The Dutch Ministries of the Interior and Defence are looking into whether satellites in the Frisian town of Burum may need to be moved due to interference from 5G testing.
Translation by Traci White
Dagblad van het Noorden reports that the work carried out by the satellites, which are part of Military Intelligence and Security Service of the Netherlands, could be hindered by 5G testing in the region.

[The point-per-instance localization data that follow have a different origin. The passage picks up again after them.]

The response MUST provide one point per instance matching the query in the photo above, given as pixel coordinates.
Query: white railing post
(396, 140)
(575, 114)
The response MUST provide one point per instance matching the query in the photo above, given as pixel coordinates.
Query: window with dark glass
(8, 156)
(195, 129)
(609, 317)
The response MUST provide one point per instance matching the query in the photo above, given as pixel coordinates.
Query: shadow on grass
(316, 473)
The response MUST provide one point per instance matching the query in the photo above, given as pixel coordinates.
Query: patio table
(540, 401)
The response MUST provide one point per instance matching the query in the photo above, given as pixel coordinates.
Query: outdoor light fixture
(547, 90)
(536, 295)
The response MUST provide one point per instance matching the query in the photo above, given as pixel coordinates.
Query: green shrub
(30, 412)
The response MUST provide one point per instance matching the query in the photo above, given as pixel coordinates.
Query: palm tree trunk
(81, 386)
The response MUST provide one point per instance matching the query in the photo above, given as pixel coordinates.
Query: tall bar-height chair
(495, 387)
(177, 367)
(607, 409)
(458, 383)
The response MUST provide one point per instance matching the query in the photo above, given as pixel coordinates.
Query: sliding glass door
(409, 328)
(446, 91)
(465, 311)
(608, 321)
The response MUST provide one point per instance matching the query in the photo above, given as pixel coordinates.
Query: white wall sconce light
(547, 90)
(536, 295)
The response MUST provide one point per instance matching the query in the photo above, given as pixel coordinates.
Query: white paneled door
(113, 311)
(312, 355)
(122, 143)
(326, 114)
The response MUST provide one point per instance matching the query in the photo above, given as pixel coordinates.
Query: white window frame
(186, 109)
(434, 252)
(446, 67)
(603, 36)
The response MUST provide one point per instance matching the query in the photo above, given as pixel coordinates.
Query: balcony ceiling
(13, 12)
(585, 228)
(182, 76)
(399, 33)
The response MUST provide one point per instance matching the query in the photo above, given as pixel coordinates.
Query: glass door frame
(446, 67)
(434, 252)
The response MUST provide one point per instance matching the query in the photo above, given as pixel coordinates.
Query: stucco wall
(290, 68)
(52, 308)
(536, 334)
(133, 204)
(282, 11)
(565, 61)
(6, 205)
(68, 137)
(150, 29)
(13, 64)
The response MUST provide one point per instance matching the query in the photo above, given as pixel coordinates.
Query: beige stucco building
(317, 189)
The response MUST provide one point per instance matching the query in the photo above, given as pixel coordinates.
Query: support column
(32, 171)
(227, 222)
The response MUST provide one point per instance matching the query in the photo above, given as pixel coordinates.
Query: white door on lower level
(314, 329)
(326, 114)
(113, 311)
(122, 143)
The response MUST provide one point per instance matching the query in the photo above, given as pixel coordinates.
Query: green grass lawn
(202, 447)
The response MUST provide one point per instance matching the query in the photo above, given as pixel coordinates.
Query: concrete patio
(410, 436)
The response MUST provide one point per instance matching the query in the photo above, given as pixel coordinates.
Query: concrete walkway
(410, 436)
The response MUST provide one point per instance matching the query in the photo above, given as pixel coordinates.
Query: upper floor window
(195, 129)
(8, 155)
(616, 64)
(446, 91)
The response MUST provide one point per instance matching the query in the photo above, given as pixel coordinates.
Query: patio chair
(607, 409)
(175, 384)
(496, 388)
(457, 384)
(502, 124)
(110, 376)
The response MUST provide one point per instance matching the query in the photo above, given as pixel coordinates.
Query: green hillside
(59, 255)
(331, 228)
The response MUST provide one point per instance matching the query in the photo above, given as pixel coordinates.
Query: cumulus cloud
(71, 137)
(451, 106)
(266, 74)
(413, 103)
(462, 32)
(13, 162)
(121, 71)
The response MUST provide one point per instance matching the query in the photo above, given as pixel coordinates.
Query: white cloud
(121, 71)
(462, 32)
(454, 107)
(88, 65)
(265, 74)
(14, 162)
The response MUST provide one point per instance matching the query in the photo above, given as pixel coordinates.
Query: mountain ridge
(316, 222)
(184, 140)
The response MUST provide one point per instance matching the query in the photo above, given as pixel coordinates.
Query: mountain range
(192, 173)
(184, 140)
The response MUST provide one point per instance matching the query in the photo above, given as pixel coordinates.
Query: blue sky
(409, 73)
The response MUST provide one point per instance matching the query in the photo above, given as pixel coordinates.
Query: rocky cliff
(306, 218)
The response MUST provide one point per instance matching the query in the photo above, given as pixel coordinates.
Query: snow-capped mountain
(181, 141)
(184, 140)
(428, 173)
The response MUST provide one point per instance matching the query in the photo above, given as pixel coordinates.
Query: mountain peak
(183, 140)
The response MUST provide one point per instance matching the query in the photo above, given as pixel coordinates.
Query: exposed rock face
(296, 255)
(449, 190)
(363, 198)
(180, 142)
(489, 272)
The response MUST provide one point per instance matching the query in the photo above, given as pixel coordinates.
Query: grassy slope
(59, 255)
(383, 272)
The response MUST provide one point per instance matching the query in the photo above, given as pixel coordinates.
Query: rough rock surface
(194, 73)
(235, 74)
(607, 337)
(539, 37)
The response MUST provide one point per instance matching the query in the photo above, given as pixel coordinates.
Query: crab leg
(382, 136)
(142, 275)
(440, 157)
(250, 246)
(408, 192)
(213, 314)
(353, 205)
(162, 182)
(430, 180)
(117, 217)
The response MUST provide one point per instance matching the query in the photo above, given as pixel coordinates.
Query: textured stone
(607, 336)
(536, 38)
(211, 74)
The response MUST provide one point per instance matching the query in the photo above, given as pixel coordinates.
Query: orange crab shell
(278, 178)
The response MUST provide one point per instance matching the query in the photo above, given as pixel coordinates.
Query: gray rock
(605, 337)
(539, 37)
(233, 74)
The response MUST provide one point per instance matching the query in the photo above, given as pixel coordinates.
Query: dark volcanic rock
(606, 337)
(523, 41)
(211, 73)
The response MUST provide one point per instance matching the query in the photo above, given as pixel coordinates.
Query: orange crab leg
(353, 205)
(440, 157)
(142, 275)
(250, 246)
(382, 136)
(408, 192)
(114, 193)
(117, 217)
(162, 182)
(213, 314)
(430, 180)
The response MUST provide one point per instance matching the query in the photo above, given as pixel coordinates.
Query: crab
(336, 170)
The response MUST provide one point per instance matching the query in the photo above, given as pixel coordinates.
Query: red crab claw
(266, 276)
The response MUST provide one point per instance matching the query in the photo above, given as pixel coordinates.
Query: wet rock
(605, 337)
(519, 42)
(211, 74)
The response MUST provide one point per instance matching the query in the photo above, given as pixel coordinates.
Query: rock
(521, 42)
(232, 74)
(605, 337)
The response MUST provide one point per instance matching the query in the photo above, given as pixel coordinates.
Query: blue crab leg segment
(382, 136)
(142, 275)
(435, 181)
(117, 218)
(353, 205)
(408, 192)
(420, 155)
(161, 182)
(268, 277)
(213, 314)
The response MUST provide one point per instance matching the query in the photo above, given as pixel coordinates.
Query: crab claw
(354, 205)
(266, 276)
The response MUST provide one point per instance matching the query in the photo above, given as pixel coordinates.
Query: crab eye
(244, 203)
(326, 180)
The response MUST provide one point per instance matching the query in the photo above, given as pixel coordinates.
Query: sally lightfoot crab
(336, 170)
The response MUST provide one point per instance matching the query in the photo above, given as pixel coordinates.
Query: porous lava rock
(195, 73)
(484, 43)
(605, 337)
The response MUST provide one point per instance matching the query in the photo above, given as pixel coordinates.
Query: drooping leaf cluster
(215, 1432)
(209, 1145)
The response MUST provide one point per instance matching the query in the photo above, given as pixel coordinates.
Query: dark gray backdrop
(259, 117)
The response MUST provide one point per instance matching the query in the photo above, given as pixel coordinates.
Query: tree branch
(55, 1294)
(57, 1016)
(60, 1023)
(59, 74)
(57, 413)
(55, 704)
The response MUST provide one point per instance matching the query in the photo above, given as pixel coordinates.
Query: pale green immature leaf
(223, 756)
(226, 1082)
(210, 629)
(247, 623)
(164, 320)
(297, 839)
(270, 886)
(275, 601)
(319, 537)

5G is the successor to 4G cellular communications, and the north is actively working to become a testing ground for the far faster technology, which has a range of applications: 5Groningen is running a handful of pilot projects focused on agriculture, energy, health care logistics and the living environment.
“Big ears” in Burum
Rolling out 5G presents a problem for the “big ears” – the satellite ground station – in Burum in Friesland: the 3.5 GigaHertz frequency of 5G cellular communications would interfere with the signals which the intelligence services receive there. The Ministries of the Interior and Defence are evaluating whether further implementation of 5G would mean they need to move the satellites to continue working correctly.
In the coming days, Secretary of State Mona Keizer is expected to announce how the government cabinet plans to address the development and implementation of the 5G network. A study on potential ways that the 5G networks and the intelligence activity in Burum carried out by TNO, the Netherlands Organisation for Applied Scientific Research, will inform Keizer’s decision next week.
A feature article in NRC last week described a number of the 5G projects being developed in Groningen, from smart potatoes that can measure soil conditions to cars that rely on the technology to drive. “KPN, Vodafone, Huawei, Ericsson, Surf and Agentschap Telecom are experimenting with drones, cars, boats and sensors” that utilise 5G at the testing grounds, NRC writes.